With iris along coloumns

#str(iris)
ggplot(iris, aes(Sepal.Length, Sepal.Width, color = Species)) +
  geom_point() +
  facet_grid(Species ~ .)

### And along rows

ggplot(iris, aes(Sepal.Length, Sepal.Width, color = Species)) +
  geom_point() +
  facet_grid(. ~ Species)

Or wrap your panels

ggplot(iris, aes(Sepal.Length, Sepal.Width, color = Species)) +
  geom_point() +
  facet_wrap( ~ Species)

Themes

Themes are a great way to define custom plots.

+theme()

see ?theme() for more options

ggplot(iris, aes(Sepal.Length, Sepal.Width, color = Species)) +
  geom_point(size = 1.2, shape = 16) +
  facet_wrap( ~ Species) +
  theme(legend.key = element_rect(fill = NA),
  legend.position = "bottom",
  strip.background = element_rect(fill = NA),
  axis.title.y = element_text(angle = 0)) 

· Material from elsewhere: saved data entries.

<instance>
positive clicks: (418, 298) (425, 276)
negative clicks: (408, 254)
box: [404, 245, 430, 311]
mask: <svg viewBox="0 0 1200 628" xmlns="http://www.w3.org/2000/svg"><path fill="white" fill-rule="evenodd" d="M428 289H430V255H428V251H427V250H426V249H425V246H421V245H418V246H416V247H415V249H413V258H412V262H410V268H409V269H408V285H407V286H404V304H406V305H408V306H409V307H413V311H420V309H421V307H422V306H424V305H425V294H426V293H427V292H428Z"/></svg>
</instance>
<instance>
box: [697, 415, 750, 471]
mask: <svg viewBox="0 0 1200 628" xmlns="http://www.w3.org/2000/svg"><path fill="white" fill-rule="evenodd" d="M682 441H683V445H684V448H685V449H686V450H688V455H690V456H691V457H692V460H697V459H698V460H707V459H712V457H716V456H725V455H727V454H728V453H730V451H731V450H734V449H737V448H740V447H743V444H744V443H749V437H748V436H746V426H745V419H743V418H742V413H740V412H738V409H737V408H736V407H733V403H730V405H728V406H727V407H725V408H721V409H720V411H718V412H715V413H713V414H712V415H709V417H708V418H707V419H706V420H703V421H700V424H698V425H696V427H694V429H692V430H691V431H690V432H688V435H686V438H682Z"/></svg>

#install.packages("ggthemes")
library(ggthemes)

Then add one of these themes to your plot

ggplot(iris, aes(Sepal.Length, Sepal.Width, color = Species)) +
  geom_point(size = 1.2, shape = 16) +
  facet_wrap( ~ Species) +
  theme_solarized() +
  theme(legend.key = element_rect(fill = NA),
        legend.position = "bottom",
        strip.background = element_rect(fill = NA),
        axis.title.y = element_text(angle = 0)) 

How to save your plots

ggsave('~/path/to/figure/filename.png')
ggsave(plot1, file = "~/path/to/figure/filename.png")
ggsave(file = "/path/to/figure/filename.png", width = 6,
height =4)
ggsave(file = "/path/to/figure/filename.eps")
ggsave(file = "/path/to/figure/filename.jpg")
ggsave(file = "/path/to/figure/filename.pdf")

Resources:

This is just a taste of what you can do with ggplot2. RStudio provides a really useful cheat sheet of the different layers available, and more extensive documentation is available on the ggplot2 website. Finally, if you have no idea how to change something, a quick Google search will usually send you to a relevant question and answer on Stack Overflow with reusable code to modify!